The Hint of Abraxas
Inspired by an Arabic poem by ʿAbd al-Ghanī al-Nābulusī (1641–1731) and the mythic symbol of Abraxas
This artwork brings together two distant yet quietly connected worlds — a mystical line of Arabic poetry, and the ancient, mysterious figure of Abraxas, as imagined in Demian by Hermann Hesse. The Arabic inscription reads: “Not all who feel longing are truly in love. Those who’ve never tasted love — have never truly lived.” These words open the door to a different kind of love — not the fleeting kind, but the kind that undoes and transforms.

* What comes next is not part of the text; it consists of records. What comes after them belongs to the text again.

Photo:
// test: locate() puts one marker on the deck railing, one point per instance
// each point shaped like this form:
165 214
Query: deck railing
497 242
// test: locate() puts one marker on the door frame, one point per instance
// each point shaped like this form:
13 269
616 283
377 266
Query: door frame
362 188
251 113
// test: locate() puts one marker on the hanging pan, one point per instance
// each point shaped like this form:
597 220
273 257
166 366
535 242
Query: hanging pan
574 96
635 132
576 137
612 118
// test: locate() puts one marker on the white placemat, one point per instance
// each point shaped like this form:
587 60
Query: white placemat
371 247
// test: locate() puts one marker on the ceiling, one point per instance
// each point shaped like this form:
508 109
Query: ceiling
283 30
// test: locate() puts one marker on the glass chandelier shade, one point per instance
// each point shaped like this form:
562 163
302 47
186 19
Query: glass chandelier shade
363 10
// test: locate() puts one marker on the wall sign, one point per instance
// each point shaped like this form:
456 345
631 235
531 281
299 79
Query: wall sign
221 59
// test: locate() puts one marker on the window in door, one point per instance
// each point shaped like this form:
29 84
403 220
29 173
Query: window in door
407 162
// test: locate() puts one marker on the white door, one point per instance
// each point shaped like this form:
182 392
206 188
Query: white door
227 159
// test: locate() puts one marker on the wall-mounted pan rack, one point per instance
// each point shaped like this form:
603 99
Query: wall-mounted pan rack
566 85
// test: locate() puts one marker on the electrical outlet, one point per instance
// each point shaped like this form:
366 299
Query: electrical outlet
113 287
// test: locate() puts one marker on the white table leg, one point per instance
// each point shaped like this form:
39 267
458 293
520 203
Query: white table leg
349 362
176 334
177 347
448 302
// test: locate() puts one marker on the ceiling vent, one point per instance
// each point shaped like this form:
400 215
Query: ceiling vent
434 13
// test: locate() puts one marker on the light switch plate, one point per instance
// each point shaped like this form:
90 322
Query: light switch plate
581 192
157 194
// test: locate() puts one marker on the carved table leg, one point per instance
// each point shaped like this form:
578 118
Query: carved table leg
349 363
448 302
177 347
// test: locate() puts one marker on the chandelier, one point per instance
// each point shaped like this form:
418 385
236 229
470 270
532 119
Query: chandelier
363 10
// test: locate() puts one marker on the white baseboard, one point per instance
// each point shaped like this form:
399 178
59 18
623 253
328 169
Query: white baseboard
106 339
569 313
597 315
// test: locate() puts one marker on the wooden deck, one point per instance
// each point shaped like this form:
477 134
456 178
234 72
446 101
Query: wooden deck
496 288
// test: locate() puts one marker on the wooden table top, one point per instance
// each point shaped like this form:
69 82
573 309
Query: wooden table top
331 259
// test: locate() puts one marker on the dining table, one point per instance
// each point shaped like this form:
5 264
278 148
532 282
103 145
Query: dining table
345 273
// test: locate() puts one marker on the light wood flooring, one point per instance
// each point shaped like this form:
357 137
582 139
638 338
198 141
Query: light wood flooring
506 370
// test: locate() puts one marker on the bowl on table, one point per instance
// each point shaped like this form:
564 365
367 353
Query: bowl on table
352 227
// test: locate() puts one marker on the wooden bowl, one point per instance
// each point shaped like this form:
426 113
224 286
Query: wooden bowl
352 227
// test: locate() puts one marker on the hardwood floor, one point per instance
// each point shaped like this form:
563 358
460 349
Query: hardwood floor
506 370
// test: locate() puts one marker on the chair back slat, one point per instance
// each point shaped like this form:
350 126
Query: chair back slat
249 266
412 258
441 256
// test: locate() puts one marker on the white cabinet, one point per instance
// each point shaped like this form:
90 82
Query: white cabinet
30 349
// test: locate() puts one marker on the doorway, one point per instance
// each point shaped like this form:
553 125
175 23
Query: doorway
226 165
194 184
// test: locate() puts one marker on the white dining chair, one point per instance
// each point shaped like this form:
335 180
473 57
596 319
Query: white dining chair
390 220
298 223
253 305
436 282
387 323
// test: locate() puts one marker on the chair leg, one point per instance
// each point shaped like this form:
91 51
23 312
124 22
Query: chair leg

The poem, written by the 17th-century Sufi mystic ʿAbd al-Ghanī al-Nābulusī, tells of a lover who reaches toward Su’ad — a beloved who is always near, yet never quite within reach. He remembers her constantly, aches for her presence, and when he finally speaks of his pain, she offers comfort only to withdraw it. She tells him, softly but firmly: “You will never reach me.” In Sufi thought, such a beloved often represents the Divine — the hidden source of beauty that draws the soul forward through longing. The ache is not a flaw in love; it is its doorway. The central figure in the image is inspired by Abraxas — a symbol of wholeness that holds together light and dark, birth and death, sacred and profane. In Demian, Abraxas is not a god of clarity or comfort, but of truth — one who invites us to accept contradiction, to see the divine in both shadow and radiance. The artwork lives in that space between — between memory and myth, desire and denial, form and formlessness. It does not offer an answer. It is only a hint. And perhaps that is enough.